Tripwire isn’t the only way that WebEx could have caught the employee infraction. A unified logging system with alert management would have caught the unauthorized log-in to the server in question. The creation of the file itself could have been caught with the use of C2-level audit logs. (The phrase “C2” comes from the U.S. government’s “Orange Book” that defines requirements for different kinds of secure operating systems.) But each of these approaches has problems. A unified log system tends to generate a lot of false positives, since many log-ins are inconsequential. C2 logging, on the other hand, generates a tremendous amount of information and can put a significant drain on system resources.

Barak Engel, CSO at InStorecard, says his startup uses Tripwire to comply with Visa’s Cardholder Information Security Program (CISP). The program, launched by Visa in June 2001, mandates security standards for merchants and service providers.

“We needed to have a data integrity solution as part of our Visa CISP,” Engel says. He has Tripwire configured to watch, “critical operating system portions and our product directories—things that could actually affect or be affected by any kind of malicious adversary” of the company’s Microsoft-based servers. Tripwire automatically e-mails regular reports and notifications whether or not it has detected unauthorized changes.

Unfortunately, there are certain attacks that can be very hard for Tripwire to detect. If an attacker breaks into a computer and is able to modify the operating system’s kernel, the system can be programmed to fool Tripwire into thinking that files haven’t been modified when in fact they have. This kind of attack, commonly built into programs, is called “root kits.”

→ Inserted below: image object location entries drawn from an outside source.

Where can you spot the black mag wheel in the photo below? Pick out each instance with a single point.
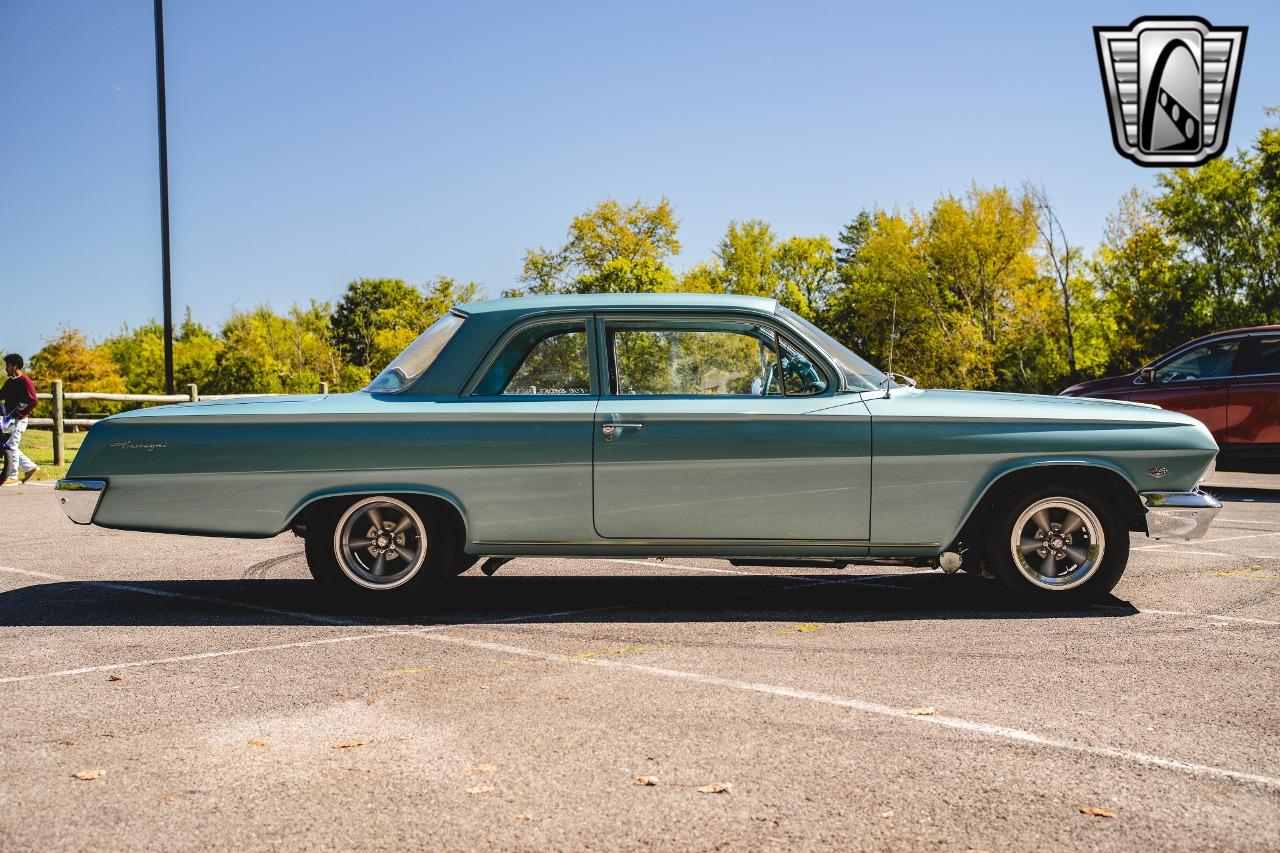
(1057, 544)
(378, 547)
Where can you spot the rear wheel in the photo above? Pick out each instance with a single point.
(1057, 544)
(378, 547)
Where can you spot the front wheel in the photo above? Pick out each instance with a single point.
(1059, 544)
(376, 547)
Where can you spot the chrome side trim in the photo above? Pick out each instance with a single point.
(1182, 515)
(735, 543)
(80, 498)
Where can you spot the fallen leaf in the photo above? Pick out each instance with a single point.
(350, 744)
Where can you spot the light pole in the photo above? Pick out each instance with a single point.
(161, 122)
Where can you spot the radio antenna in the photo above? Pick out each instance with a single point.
(892, 334)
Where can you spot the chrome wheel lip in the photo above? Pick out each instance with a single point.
(346, 555)
(1082, 571)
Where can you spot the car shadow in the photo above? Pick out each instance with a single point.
(539, 598)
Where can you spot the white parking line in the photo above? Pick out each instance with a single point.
(1208, 553)
(1224, 520)
(165, 593)
(382, 633)
(182, 658)
(859, 580)
(876, 708)
(1248, 536)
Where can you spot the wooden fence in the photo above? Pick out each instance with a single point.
(59, 400)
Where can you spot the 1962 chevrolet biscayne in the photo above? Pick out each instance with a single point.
(654, 425)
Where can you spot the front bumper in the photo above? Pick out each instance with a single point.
(80, 498)
(1179, 515)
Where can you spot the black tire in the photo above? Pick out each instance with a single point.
(1066, 580)
(343, 557)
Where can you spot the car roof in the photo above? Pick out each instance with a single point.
(607, 301)
(1224, 333)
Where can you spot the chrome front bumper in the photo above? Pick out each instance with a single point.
(1179, 515)
(80, 498)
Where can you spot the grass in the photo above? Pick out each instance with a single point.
(39, 445)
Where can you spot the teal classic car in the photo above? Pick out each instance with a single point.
(654, 425)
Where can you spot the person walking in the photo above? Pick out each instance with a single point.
(17, 400)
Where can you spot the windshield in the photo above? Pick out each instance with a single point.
(420, 355)
(859, 373)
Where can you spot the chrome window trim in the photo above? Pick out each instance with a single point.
(772, 322)
(528, 322)
(1192, 345)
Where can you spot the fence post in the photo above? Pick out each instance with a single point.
(59, 447)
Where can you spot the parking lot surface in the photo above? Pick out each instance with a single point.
(208, 698)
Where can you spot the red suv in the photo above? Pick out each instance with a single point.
(1230, 381)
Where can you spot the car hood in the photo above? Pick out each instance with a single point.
(266, 404)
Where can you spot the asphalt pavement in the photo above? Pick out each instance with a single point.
(208, 698)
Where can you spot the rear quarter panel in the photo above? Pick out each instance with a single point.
(246, 471)
(937, 452)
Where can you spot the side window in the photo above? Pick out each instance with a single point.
(545, 359)
(801, 377)
(1207, 361)
(1265, 356)
(727, 361)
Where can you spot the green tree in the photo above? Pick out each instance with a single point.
(611, 249)
(374, 308)
(265, 352)
(972, 308)
(81, 365)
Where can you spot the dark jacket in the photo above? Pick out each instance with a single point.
(18, 396)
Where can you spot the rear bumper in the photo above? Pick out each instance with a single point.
(1179, 515)
(80, 498)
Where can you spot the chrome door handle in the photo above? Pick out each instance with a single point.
(612, 429)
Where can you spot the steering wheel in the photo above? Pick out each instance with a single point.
(808, 375)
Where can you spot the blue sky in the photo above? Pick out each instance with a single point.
(316, 142)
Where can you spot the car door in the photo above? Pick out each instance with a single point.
(698, 438)
(1253, 404)
(1196, 383)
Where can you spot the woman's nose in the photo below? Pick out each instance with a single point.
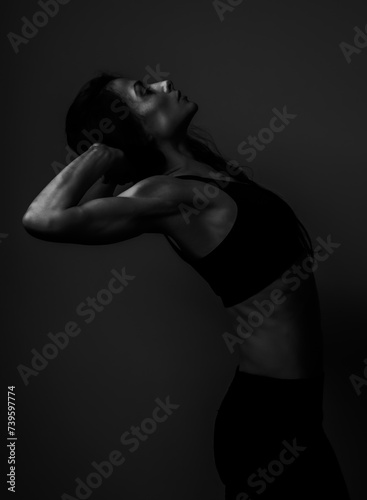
(168, 86)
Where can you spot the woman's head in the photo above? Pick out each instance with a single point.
(127, 114)
(163, 112)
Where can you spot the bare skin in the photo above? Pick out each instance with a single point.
(288, 343)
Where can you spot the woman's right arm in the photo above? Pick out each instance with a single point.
(148, 206)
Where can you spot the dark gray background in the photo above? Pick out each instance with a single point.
(163, 334)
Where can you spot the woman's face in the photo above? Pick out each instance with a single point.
(164, 112)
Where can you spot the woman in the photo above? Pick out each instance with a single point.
(242, 238)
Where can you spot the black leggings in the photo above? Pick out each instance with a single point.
(269, 442)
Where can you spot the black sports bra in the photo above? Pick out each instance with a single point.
(262, 243)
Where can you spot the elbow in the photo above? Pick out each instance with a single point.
(39, 227)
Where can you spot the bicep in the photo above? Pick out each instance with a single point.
(110, 220)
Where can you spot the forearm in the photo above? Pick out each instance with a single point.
(68, 187)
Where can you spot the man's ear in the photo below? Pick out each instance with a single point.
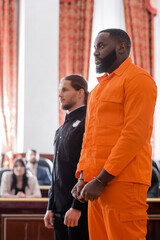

In one version of this attack, the attacker makes a copy of each program that he or she wants to modify. The operating system is then modified so that when the computer tries to read the contents of a program, it reads from the original. But when it tries to execute a program, it executes the version that’s been modified. In another variant of this attack, the bad guy modifies the Tripwire program itself so that the program stops looking at the files that have been compromised.

Both of these attacks can be easily subverted by booting the affected computer from a CD-ROM. If you run with an operating system that’s known to be good and a fresh copy of Tripwire, you can rapidly determine where the modifications have been made.

Of course, another alternative is to simply evacuate the data that you care about, blast off and nuke from orbit.